1

The code so far looks like this:

abc <- import_list(dir("MyData/", pattern = "*.xlsx",
        full.names = TRUE), rbind = TRUE, rbind_label = "source") 

Using the "rio" package this code imports many excel files at once putting one table under the other. The columns are sorted by column name (rbind = TRUE) in order to avoid a situation where data is put into the wrong columns (e.g. if some tables have more columns than others).

I want to have a FIRST column that entails the name of the excel file so that I know from where the data comes. However, there are two problems with rbind_label = "source"

  1. It creates a column but in that column it's not the name of the file, but the whole path of it (pretty long)
  2. The column is not at the beginning of the newly created table, but somewhere in the middle.

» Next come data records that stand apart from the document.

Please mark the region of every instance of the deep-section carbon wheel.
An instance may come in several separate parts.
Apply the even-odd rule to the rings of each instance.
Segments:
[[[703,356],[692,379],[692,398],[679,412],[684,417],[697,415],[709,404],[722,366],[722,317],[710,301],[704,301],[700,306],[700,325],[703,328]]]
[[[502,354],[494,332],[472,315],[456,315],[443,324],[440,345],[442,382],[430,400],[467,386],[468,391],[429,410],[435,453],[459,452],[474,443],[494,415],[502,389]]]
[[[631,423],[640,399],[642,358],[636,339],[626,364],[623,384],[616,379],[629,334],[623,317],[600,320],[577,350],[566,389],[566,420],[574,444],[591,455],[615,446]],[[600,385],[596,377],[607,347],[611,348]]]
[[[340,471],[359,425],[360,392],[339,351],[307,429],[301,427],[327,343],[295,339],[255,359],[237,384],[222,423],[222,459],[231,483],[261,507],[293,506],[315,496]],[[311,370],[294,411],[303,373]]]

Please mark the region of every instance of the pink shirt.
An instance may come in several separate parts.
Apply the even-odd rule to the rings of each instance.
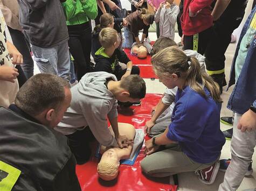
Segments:
[[[160,3],[162,2],[165,1],[165,0],[147,0],[148,4],[152,3],[155,6],[156,9],[158,9],[159,8],[159,5],[160,5]]]

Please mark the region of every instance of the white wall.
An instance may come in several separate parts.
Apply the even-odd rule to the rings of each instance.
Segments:
[[[130,3],[128,0],[120,0],[122,8],[126,9],[127,11],[130,11]]]

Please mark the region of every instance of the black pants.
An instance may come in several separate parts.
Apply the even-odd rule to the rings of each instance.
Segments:
[[[77,159],[77,163],[81,165],[86,163],[91,154],[90,141],[95,140],[89,127],[66,136],[68,138],[68,146]]]
[[[19,75],[17,77],[17,79],[18,79],[18,82],[19,83],[19,87],[20,88],[26,82],[27,78],[20,65],[16,65],[15,68],[18,70],[18,72],[19,73]]]
[[[245,0],[232,0],[222,16],[215,22],[213,33],[205,53],[206,69],[210,75],[224,75],[225,53],[233,31],[244,17],[246,5]]]
[[[123,75],[126,72],[126,69],[123,70],[120,70],[116,74],[114,74],[115,76],[116,76],[116,78],[117,78],[118,80],[121,79],[121,78]],[[132,69],[132,71],[130,74],[137,74],[138,75],[140,75],[140,68],[136,65],[133,65],[133,68]]]
[[[183,42],[185,50],[197,50],[198,53],[204,55],[208,42],[212,34],[212,27],[193,35],[184,35]]]
[[[24,75],[25,76],[25,78],[29,79],[33,76],[34,71],[34,61],[30,54],[30,45],[21,31],[12,29],[9,27],[8,27],[8,29],[14,46],[15,46],[16,48],[23,56],[23,64],[21,65],[22,69],[19,68],[19,67],[16,68],[19,70],[19,72],[20,73],[19,76],[20,76],[18,77],[18,79],[19,79],[19,78],[24,78]],[[20,71],[21,70],[23,70],[23,71]],[[22,74],[22,72],[23,74]],[[25,78],[20,79],[20,80],[22,81],[24,80],[25,80]],[[20,82],[20,80],[19,80],[19,84],[24,83],[21,82]],[[25,81],[26,80],[25,80]]]
[[[91,20],[85,23],[67,26],[70,39],[70,51],[74,57],[78,80],[90,72],[92,48],[92,27]]]

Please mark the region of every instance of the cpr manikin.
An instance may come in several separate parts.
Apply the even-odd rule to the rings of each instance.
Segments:
[[[138,45],[135,45],[132,47],[132,52],[137,54],[137,56],[141,59],[146,58],[148,54],[148,50],[144,46],[139,47]]]
[[[134,127],[128,123],[119,123],[119,131],[121,135],[126,135],[128,139],[133,140],[135,136]],[[111,127],[109,130],[114,135]],[[101,146],[100,152],[103,153],[100,163],[98,165],[97,171],[99,176],[105,180],[114,179],[118,175],[119,160],[129,158],[133,146],[127,148],[106,148]]]
[[[132,55],[137,55],[141,59],[146,58],[148,54],[150,54],[152,46],[148,42],[144,42],[140,46],[137,42],[134,42],[132,46],[130,53]]]

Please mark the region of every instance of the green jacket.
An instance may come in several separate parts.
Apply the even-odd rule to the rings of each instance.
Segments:
[[[96,0],[66,0],[62,3],[67,25],[79,25],[94,19],[98,14]]]

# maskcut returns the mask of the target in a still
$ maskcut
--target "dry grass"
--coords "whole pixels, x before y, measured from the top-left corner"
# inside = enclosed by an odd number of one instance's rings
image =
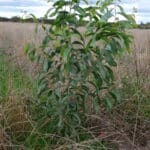
[[[21,68],[27,70],[29,74],[32,74],[35,66],[31,64],[25,56],[23,46],[26,42],[33,42],[38,46],[44,36],[41,27],[39,27],[38,33],[35,33],[34,31],[35,24],[0,23],[1,48],[12,55],[13,61],[15,61]],[[146,128],[144,130],[141,129],[145,123],[143,123],[142,126],[139,125],[139,122],[141,121],[139,118],[142,118],[143,116],[141,116],[142,113],[139,112],[138,108],[139,105],[142,109],[146,107],[142,104],[141,100],[143,100],[143,97],[145,98],[145,95],[149,95],[150,89],[150,30],[135,29],[130,32],[134,36],[131,54],[125,54],[121,59],[119,58],[119,65],[115,70],[118,87],[124,88],[124,85],[121,82],[122,78],[128,79],[128,82],[126,83],[127,89],[125,89],[127,97],[125,97],[125,102],[118,106],[119,111],[118,108],[114,109],[116,118],[113,118],[112,123],[114,125],[114,134],[116,134],[116,131],[119,131],[120,135],[123,133],[128,134],[132,132],[129,140],[131,145],[134,145],[139,142],[135,141],[135,138],[138,138],[137,130],[139,130],[140,136],[142,135],[140,132],[143,132],[144,134],[149,133],[149,131],[145,131]],[[139,85],[141,87],[139,86],[140,88],[137,88],[137,84],[135,84],[135,82],[140,82]],[[131,87],[131,85],[134,85],[134,87]],[[132,90],[135,92],[132,93],[133,96],[128,93],[128,90],[130,92],[131,88],[133,88]],[[138,92],[136,92],[136,90],[138,90]],[[140,94],[139,91],[141,92]],[[120,107],[122,108],[121,110]],[[28,112],[26,110],[26,102],[24,97],[16,95],[15,93],[10,93],[7,97],[7,102],[5,103],[4,108],[1,108],[0,112],[0,119],[6,120],[7,123],[5,127],[9,127],[12,133],[18,132],[20,134],[23,131],[30,130],[30,116],[28,116]],[[130,119],[133,123],[126,121],[126,119]],[[104,121],[104,118],[102,121]],[[106,124],[109,124],[109,121],[106,120]],[[148,119],[148,121],[150,120]],[[118,125],[118,130],[116,130],[116,125]],[[109,127],[110,125],[108,125],[108,128]],[[20,137],[19,134],[16,136]],[[143,139],[140,140],[142,141]],[[150,138],[146,140],[148,141]],[[12,145],[11,140],[8,138],[5,133],[5,129],[3,128],[0,129],[0,143]]]

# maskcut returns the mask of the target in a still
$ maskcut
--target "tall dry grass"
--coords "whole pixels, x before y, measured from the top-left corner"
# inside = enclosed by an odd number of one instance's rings
[[[82,29],[81,29],[82,30]],[[134,36],[131,55],[124,57],[125,63],[120,63],[120,67],[138,72],[143,75],[150,73],[150,30],[134,29],[130,31]],[[8,53],[15,57],[15,61],[20,66],[24,66],[29,72],[34,70],[28,58],[25,56],[23,47],[27,42],[41,43],[44,33],[41,26],[35,33],[35,24],[33,23],[5,23],[0,22],[0,48],[5,49]]]
[[[118,87],[122,88],[122,86],[124,86],[121,82],[122,78],[126,78],[128,81],[126,81],[127,87],[125,89],[127,97],[125,102],[119,106],[119,110],[120,107],[122,108],[121,112],[119,112],[120,114],[117,114],[117,116],[120,117],[116,119],[119,123],[114,120],[114,124],[120,124],[118,128],[120,128],[121,131],[132,131],[133,139],[131,139],[131,142],[133,141],[133,144],[135,144],[137,130],[140,130],[138,127],[138,119],[141,115],[139,110],[137,111],[136,109],[139,108],[139,104],[142,104],[141,97],[143,98],[146,93],[148,95],[150,89],[150,30],[134,29],[131,30],[130,33],[134,37],[131,54],[126,53],[121,56],[121,58],[118,59],[119,65],[115,70]],[[35,65],[28,60],[24,54],[23,47],[27,42],[33,42],[38,46],[43,36],[44,33],[41,27],[39,26],[38,32],[35,33],[35,24],[32,23],[0,23],[0,49],[2,48],[6,53],[10,54],[12,61],[17,63],[21,69],[24,68],[29,74],[32,74]],[[140,89],[136,87],[137,84],[135,84],[135,82],[140,82]],[[137,89],[138,92],[136,91]],[[139,91],[141,93],[139,93]],[[133,92],[133,96],[129,92]],[[138,101],[137,104],[136,101]],[[6,126],[9,126],[12,132],[31,130],[28,112],[25,107],[26,102],[24,97],[13,93],[7,97],[7,102],[4,106],[5,109],[1,108],[0,119],[5,117],[3,119],[7,120]],[[142,104],[142,107],[144,108],[145,106]],[[116,110],[118,111],[118,109]],[[133,125],[131,128],[130,123],[125,121],[129,119],[129,113],[131,113],[130,117],[132,115],[131,120],[134,120],[134,123],[131,123],[131,125]],[[144,131],[142,130],[142,132]],[[6,143],[8,146],[12,145],[11,139],[7,139],[7,135],[5,134],[5,130],[0,129],[0,143]]]

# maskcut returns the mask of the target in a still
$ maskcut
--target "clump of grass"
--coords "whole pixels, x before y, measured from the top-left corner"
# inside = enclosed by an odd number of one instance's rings
[[[5,148],[23,141],[31,130],[26,100],[33,92],[29,78],[9,59],[0,51],[0,142]]]

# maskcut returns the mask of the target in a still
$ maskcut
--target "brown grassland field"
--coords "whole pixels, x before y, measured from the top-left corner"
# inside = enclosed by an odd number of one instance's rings
[[[117,143],[120,150],[132,150],[132,146],[137,150],[149,150],[150,30],[133,29],[129,32],[134,37],[131,53],[118,57],[118,66],[114,68],[116,85],[123,93],[122,102],[113,108],[111,114],[104,112],[98,116],[96,125],[99,126],[99,131],[105,133],[104,139]],[[17,66],[27,78],[33,79],[36,64],[28,59],[23,47],[27,42],[36,43],[38,46],[43,37],[40,26],[35,33],[35,24],[0,22],[0,55],[6,55],[9,65]],[[2,64],[0,65],[2,68]],[[0,82],[2,78],[0,72]],[[18,84],[25,84],[24,79],[21,81]],[[26,101],[33,97],[30,90],[32,85],[28,84],[20,91],[22,85],[15,89],[12,87],[14,81],[11,78],[8,78],[8,82],[7,94],[0,95],[0,150],[9,149],[14,143],[20,146],[14,149],[24,149],[23,144],[18,144],[17,140],[19,141],[24,131],[34,131],[30,113],[26,109]],[[1,91],[0,88],[0,94]],[[8,129],[10,134],[7,133]]]

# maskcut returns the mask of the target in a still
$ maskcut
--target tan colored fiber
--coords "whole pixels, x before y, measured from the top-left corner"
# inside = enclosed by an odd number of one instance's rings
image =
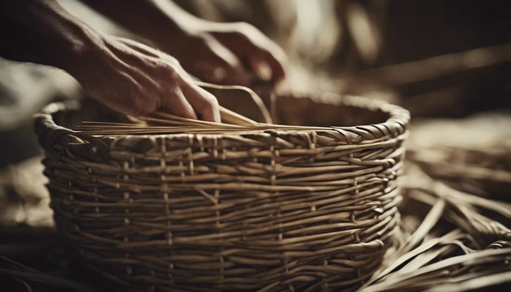
[[[361,98],[341,102],[332,106],[386,120],[310,127],[146,119],[77,132],[54,122],[64,109],[51,105],[36,130],[59,230],[124,290],[353,290],[394,241],[409,115]]]

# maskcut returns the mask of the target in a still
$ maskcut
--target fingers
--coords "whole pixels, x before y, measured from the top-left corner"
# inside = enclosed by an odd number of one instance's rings
[[[185,94],[199,118],[207,121],[220,123],[218,102],[214,95],[192,84],[185,88]]]
[[[185,94],[179,88],[174,88],[170,94],[161,96],[162,109],[178,116],[197,119],[193,107],[185,98]]]
[[[238,57],[211,36],[203,36],[204,52],[194,60],[191,72],[200,79],[212,83],[249,86],[250,74]]]
[[[256,47],[248,53],[248,65],[256,75],[264,81],[276,85],[285,78],[282,62],[265,49]]]
[[[233,65],[222,60],[199,62],[190,71],[206,82],[228,85],[250,85],[250,75],[239,61],[237,63]]]

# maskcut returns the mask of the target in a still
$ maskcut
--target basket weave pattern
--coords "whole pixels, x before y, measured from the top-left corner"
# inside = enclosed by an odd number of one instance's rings
[[[338,290],[368,278],[398,224],[409,119],[329,131],[90,136],[36,129],[63,236],[133,291]]]

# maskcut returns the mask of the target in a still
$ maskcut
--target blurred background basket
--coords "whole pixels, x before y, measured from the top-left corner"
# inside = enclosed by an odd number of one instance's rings
[[[50,105],[35,127],[59,232],[124,290],[356,288],[398,226],[409,114],[354,96],[280,102],[284,123],[342,127],[92,136]]]

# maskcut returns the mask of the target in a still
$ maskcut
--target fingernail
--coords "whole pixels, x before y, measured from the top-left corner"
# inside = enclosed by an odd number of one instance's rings
[[[215,80],[217,81],[222,81],[225,79],[225,76],[227,75],[227,71],[225,69],[221,67],[218,67],[215,68],[213,70],[213,78]]]
[[[256,74],[263,81],[268,81],[271,79],[272,72],[271,68],[266,63],[259,63],[256,66]]]

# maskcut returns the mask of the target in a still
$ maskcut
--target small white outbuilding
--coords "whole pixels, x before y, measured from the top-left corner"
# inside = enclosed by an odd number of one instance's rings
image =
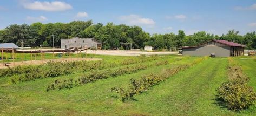
[[[153,47],[152,46],[147,46],[144,47],[144,50],[147,51],[148,52],[152,51],[153,51],[152,49],[153,49]]]

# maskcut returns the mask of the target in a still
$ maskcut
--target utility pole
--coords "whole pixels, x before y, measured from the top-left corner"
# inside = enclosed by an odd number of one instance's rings
[[[54,36],[55,35],[51,35],[52,36],[52,59],[54,59]]]
[[[53,46],[53,48],[54,49],[54,36],[55,36],[55,35],[53,34],[53,35],[51,35],[51,36],[52,36],[52,46]]]

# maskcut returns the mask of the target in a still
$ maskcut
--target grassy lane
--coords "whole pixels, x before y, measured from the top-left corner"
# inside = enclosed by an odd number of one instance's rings
[[[191,58],[186,61],[188,63],[194,59]],[[180,60],[175,63],[186,62]],[[77,77],[78,74],[11,85],[6,84],[7,78],[0,78],[0,81],[5,81],[0,86],[0,100],[2,101],[0,115],[110,115],[129,106],[111,97],[114,94],[110,92],[111,87],[128,85],[132,78],[139,78],[145,74],[160,71],[168,66],[160,66],[132,74],[102,79],[72,90],[49,92],[46,92],[46,87],[54,79]]]
[[[254,91],[256,91],[256,60],[238,58],[235,60],[238,61],[239,65],[242,66],[243,73],[249,77],[249,85],[253,87]],[[248,115],[256,114],[256,105],[251,107],[249,110],[243,111],[242,113]]]
[[[209,59],[135,97],[129,112],[152,115],[233,115],[214,104],[215,89],[227,80],[226,59]],[[134,110],[134,109],[137,109]]]
[[[244,73],[247,76],[250,80],[249,85],[256,90],[256,60],[237,59],[242,66]]]

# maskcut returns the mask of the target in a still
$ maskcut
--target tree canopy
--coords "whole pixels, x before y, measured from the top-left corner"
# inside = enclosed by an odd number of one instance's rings
[[[185,46],[194,46],[212,40],[223,39],[232,41],[247,46],[247,49],[256,49],[255,32],[248,32],[245,35],[239,35],[234,30],[220,37],[205,31],[199,31],[192,35],[186,35],[183,30],[178,35],[172,32],[166,34],[155,33],[150,35],[137,26],[125,24],[115,25],[108,23],[106,25],[101,23],[94,24],[91,20],[73,21],[68,23],[35,23],[28,24],[12,24],[0,30],[0,43],[12,42],[19,45],[21,40],[25,46],[52,46],[54,34],[55,46],[60,46],[61,39],[77,37],[94,38],[107,43],[105,49],[119,48],[120,43],[132,43],[132,47],[142,48],[149,45],[154,49],[170,49]]]

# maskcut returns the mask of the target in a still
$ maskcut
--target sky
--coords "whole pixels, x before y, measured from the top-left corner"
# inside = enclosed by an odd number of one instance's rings
[[[255,0],[0,0],[0,29],[10,24],[92,19],[153,34],[256,31]]]

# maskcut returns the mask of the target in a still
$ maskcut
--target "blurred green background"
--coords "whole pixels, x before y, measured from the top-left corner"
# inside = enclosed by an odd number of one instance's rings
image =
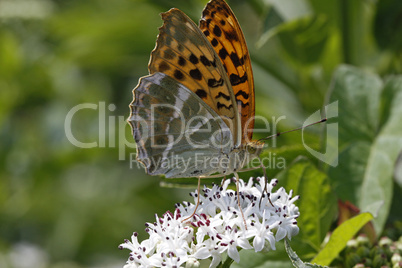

How can I solve these two problems?

camille
  • 16,432
  • 18
  • 38
  • 60
shymilk
  • 96
  • 6
  • I do similar operations pretty often using `purrr`, where I get a list of paths, then use `set_names` and regex to name the list by some extracted subset. `purrr::map_dfr` then lets me create a column of those names with its `.id` argument – camille Nov 22 '19 at 15:05
  • Similar to this post: https://stackoverflow.com/q/46299777/5325862 – camille Nov 22 '19 at 15:09

1 Answers1

1

Assuming the name of the source column is source. This will make it the first column:

abc <- abc[c('source', setdiff(names(abc),'source'))]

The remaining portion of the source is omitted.